II. Adam and Eve connect with their children

Immediately, Adam and Eve connect with their children (their “neighbor” so to speak) and began to teach them how to connect with God. We see the philosophy behind the 10 commandments and the Greatest Commandment being set here in the very beginning, connect with God, connect with others, and help them connect with God. Adam and Eve’s sons, Cain and Abel, both received the same education from their parents. They learned how to connect with God and how to walk with Him daily. I think that it is interesting to see two siblings with the same education and upbringing turn out so differently.

III. Abel connects with God

Abel connected with God as his parents taught him to do. It seems that he had a good relationship with his parents as a result of being taught and connected with God. As best he could, he tried to connect with his brother Cain and have a good relationship with him. We see that Abel knew what kind of sacrifice to bring to God. They could not come to God any way that they wanted. They had to come to Him according to His terms since they were sinners and He is holy. Abel understood the importance of complete obedience and submission to God’s will and ways. Because of Abel’s relationship with God and obedience, he is mentioned in the “Hall of Faith” in Hebrews 11. What about Cain?

IV. Cain rejects God

Cain had the same parents, the same upbringing, and the same opportunity to connect with God, yet, he chose to reject God. Cain does not reject God right away. He masks his rebellion while being partially obedient to God. He does offer a sacrifice, but, his sacrifice is what he wants to bring instead of what God required him to bring. He went through the motions of obedience but his heart was not in it. Cain had a problem with anger and it got to the point where his anger controlled him. Once controlled by anger, he began to hate his brother and probably God too because of the way that he acts towards God and ultimately rejects God. God wanted to connect with Cain just as He had done with Abel. Cain ends up murdering his brother Abel and then chooses to run away from God instead of coming to Him and asking for forgiveness and restoration. Cain was never really connected with God and he proved it by his attitude and actions.

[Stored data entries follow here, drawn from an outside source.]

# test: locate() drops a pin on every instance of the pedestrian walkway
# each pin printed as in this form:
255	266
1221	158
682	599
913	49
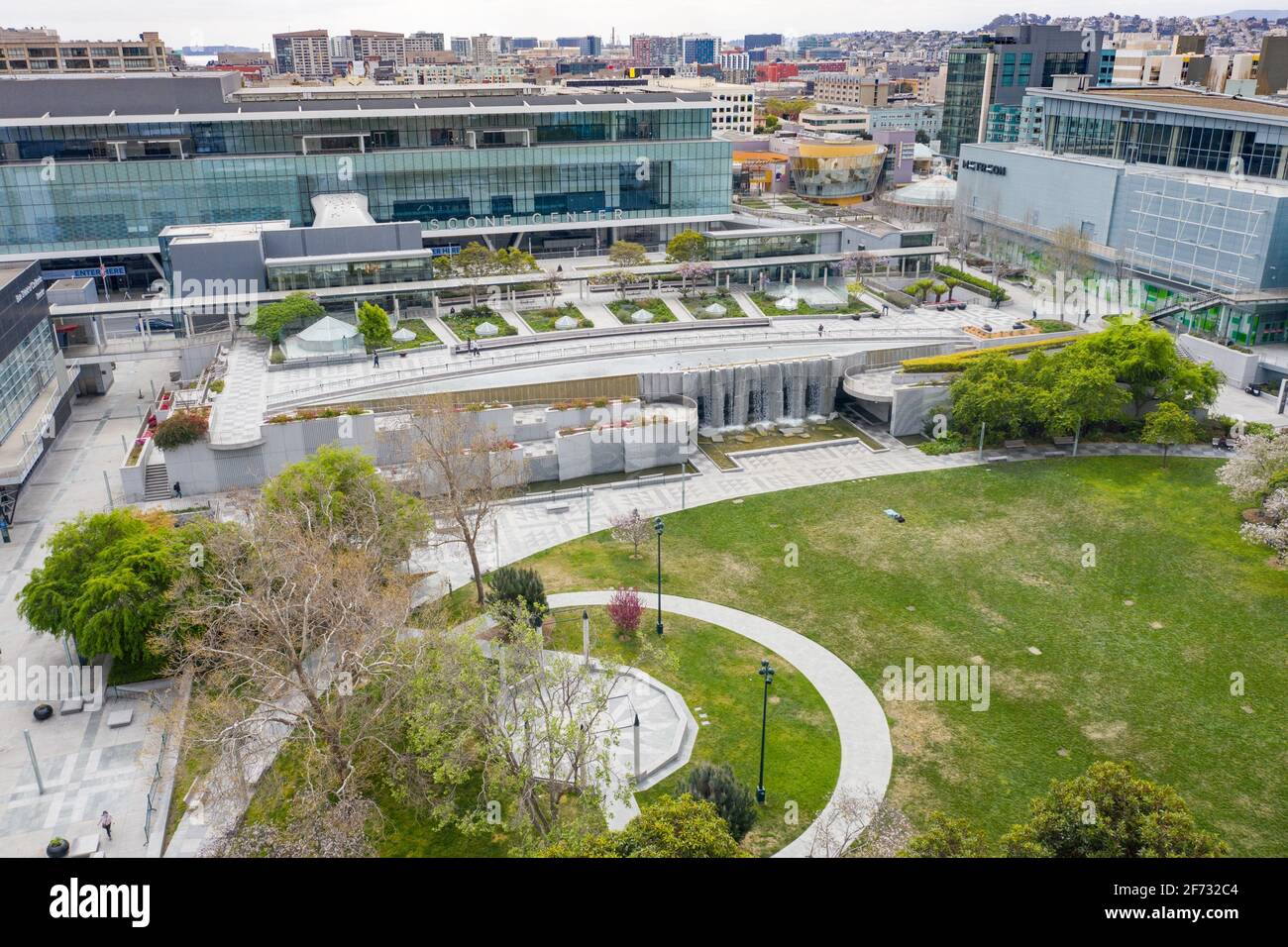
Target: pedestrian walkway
867	755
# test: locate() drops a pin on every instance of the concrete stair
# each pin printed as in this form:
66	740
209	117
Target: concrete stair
156	483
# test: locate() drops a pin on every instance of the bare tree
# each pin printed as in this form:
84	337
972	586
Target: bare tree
465	471
294	639
861	825
537	724
634	528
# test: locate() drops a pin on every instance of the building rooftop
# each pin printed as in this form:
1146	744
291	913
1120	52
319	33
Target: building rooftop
211	95
1184	98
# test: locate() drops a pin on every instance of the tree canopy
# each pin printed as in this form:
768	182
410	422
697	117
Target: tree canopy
106	581
296	308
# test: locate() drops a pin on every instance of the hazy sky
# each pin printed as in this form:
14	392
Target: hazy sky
252	22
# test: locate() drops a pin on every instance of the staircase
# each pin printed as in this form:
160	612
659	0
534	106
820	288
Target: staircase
156	483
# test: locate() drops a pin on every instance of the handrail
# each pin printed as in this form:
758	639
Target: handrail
436	372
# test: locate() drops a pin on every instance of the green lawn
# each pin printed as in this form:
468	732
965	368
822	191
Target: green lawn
1136	652
698	303
544	320
463	325
623	308
803	308
717	672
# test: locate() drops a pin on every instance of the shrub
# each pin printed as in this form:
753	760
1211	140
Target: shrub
180	428
991	289
719	787
513	583
625	609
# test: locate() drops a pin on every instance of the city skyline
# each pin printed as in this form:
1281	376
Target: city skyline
250	25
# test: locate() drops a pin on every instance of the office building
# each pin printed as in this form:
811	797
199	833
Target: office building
305	53
699	48
850	89
995	71
585	46
1185	189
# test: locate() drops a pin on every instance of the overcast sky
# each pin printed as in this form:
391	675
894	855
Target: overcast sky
253	22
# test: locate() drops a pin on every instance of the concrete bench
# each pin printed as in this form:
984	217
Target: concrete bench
120	718
84	847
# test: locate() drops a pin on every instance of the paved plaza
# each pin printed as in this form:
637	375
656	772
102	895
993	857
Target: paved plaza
86	766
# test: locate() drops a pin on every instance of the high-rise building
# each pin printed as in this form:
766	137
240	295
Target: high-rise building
655	51
25	52
587	46
699	48
374	44
305	53
992	71
483	50
425	43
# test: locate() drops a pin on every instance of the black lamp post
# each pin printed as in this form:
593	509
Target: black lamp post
768	674
657	527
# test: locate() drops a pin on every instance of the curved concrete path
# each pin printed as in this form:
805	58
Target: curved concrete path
861	723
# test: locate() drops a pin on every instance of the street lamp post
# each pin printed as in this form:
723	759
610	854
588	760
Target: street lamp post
768	674
657	527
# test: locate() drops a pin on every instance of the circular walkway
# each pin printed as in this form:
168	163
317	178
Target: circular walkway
861	723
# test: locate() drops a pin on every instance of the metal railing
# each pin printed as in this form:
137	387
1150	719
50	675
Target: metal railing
616	348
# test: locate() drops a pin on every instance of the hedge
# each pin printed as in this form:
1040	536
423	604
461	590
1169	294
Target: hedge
971	279
957	361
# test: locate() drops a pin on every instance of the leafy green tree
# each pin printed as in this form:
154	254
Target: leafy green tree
513	261
339	492
1146	361
719	787
106	581
1109	812
682	827
297	308
687	247
473	263
374	325
1076	389
948	838
514	583
623	253
992	390
1167	427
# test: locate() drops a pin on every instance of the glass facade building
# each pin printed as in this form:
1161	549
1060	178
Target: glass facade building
1171	128
99	184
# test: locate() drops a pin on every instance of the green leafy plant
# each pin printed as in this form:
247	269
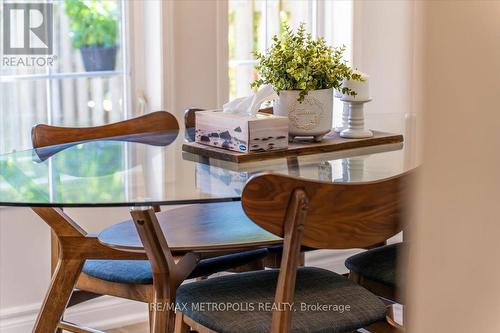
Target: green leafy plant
92	22
296	61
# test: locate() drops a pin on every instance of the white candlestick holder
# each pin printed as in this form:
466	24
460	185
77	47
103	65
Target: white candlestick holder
345	117
356	121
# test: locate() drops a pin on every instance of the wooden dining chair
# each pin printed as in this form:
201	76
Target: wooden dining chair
105	271
380	271
318	215
273	259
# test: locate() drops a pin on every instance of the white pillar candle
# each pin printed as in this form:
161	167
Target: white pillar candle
361	88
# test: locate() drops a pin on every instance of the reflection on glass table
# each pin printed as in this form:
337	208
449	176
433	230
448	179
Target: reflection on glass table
113	173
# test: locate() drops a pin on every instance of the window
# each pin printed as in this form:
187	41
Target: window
252	23
69	92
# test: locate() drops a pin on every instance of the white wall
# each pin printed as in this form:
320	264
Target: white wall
383	48
455	254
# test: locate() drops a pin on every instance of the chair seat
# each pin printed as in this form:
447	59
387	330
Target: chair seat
207	302
378	264
139	271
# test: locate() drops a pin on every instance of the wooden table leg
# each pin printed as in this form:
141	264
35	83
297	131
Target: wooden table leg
61	287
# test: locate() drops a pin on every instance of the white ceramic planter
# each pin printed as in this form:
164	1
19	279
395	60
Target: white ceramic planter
311	117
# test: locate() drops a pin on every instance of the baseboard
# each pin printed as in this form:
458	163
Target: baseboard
103	313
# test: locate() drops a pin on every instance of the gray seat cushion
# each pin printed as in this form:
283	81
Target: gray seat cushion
254	291
139	271
378	264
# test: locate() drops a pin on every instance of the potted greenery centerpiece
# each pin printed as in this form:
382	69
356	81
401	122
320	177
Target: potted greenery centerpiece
304	72
94	27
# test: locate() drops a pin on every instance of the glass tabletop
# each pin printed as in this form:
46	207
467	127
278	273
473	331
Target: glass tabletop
116	173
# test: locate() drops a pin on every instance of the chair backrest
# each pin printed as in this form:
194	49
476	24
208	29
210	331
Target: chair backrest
339	215
130	130
323	215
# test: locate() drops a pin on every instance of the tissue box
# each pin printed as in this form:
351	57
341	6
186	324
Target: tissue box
242	133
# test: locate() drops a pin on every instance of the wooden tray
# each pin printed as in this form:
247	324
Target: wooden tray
331	142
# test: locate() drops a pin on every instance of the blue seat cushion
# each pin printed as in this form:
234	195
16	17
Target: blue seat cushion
378	264
139	271
325	302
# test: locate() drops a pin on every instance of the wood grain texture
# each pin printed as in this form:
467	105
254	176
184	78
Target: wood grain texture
45	135
341	216
395	316
76	328
293	229
207	227
331	142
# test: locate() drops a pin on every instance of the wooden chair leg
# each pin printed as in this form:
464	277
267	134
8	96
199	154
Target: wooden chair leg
382	327
61	287
180	325
162	310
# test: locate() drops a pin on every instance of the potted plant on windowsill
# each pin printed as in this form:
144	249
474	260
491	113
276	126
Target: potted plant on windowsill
304	72
94	28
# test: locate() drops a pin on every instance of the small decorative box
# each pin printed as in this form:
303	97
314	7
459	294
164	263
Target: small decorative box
240	132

What about you, my dear friend, are you connected with God? How is that manifested in your relationships with others? Do you seek to love and serve others so that they can learn how to be connected with God? How do you deal with anger, are you in control of it or does it control you? When you make a mistake, do you try to cover it up and run away from God? When confronted, how do you respond? Do you admit your guilt and ask for forgiveness or do you try to blame others and excuse yourself? As a parent, are you connecting with your children and teaching them how to connect with God and walk with Him? Is it a superficial relationship with God? If so, it will be exposed sooner or later. May the Lord help us connect with Him, connect with others, and teach them to connect with God.